Effets d'affichage ?

Le gouvernement avait porté le projet de décret à l'ordre du jour de la séance plénière du CFL du 14 février dernier. Mais il avait déprogrammé le texte à la dernière minute (voir notre article du 15 février), les élus locaux le jugeant déjà "trop restrictif".

Deux mois plus tard, la copie présentée par l'exécutif n'est guère différente, aux yeux des élus. Une seule "petite" avancée serait à acter, au bénéfice des régions : la part de la hausse de la contribution qu'elles versent aux services ferroviaires et qui est imputable à l’augmentation des coûts de l’énergie sera prise en compte dans le calcul du montant de l'aide de l'État.

"Ce décret a minima a été conçu pour ne pas dépenser", conclut Jean-François Debat. Paul Simondon abonde dans ce sens : "L'intention est d'annoncer un montant d'aide très important (1,5 milliard d'euros au total) … mais, en fait, d'aider le moins possible." Et d'ajouter : "A la fin, on dira qu'on a beaucoup moins dépensé que prévu, et donc, que les collectivités n'étaient pas si en difficulté que ça."

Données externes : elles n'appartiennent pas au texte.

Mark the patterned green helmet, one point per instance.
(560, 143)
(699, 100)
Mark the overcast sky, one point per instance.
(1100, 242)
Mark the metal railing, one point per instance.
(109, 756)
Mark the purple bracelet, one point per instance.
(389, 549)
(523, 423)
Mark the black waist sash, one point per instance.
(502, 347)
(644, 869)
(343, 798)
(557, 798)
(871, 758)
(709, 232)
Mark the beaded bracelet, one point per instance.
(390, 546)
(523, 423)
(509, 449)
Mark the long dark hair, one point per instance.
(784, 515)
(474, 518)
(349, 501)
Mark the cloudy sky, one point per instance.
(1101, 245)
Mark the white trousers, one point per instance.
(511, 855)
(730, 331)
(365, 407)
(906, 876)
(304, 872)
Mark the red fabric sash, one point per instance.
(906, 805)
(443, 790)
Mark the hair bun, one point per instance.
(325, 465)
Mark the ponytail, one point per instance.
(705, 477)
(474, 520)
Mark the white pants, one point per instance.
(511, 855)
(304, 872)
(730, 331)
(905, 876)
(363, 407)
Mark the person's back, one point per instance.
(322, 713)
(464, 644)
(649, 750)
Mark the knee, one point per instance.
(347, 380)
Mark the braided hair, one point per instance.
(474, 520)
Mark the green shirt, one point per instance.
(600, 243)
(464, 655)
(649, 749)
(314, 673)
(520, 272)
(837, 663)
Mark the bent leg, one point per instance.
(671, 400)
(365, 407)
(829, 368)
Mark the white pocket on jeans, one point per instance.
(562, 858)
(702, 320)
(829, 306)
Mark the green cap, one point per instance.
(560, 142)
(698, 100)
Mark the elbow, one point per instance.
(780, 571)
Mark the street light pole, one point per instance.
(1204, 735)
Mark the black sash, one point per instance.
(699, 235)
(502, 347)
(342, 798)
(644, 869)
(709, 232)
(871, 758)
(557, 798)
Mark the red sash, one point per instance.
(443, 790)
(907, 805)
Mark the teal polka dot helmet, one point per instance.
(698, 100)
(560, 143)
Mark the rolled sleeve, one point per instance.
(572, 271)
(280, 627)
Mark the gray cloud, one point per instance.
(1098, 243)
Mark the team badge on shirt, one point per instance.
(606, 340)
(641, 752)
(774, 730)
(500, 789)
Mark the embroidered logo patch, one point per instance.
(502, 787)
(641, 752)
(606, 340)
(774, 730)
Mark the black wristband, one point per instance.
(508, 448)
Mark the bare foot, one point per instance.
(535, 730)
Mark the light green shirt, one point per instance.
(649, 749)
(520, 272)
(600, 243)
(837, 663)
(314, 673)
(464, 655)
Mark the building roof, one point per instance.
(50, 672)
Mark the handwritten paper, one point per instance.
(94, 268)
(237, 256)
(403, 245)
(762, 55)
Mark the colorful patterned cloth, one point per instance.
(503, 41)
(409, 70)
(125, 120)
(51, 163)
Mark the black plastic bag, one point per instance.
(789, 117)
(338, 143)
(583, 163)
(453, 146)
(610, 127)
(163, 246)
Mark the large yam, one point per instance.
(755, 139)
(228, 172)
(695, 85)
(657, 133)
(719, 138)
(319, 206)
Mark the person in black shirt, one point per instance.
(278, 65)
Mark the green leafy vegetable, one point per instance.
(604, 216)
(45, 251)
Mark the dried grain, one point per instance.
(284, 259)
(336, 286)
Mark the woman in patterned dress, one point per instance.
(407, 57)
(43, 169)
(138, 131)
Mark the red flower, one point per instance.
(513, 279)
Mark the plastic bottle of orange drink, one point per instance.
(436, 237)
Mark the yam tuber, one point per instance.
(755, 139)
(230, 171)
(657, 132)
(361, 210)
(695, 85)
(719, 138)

  • Les demandes d'acompte à adresser avant le 15 octobre

Les collectivités territoriales et leurs groupements estimant être éligibles au filet de sécurité pourront solliciter, avant le 15 octobre prochain, le versement en 2023 d’un acompte sur le montant de la dotation qui leur revient. Cette demande devra être adressée conjointement au préfet et au directeur départemental des finances publiques. Le montant de l’acompte sera égal à 30% de la dotation prévisionnelle (sans toutefois pouvoir être inférieur à 1.000 euros). Il pourra être porté jusqu’à 50% sur demande de la collectivité. Cet acompte sera notifié au plus tard le 15 novembre 2023.
Dans le cas où le montant définitif de la dotation sera inférieur à celui estimé pour le calcul du versement de l’acompte, la différence fera l’objet d’un reversement au plus tard le 30 juillet 2024.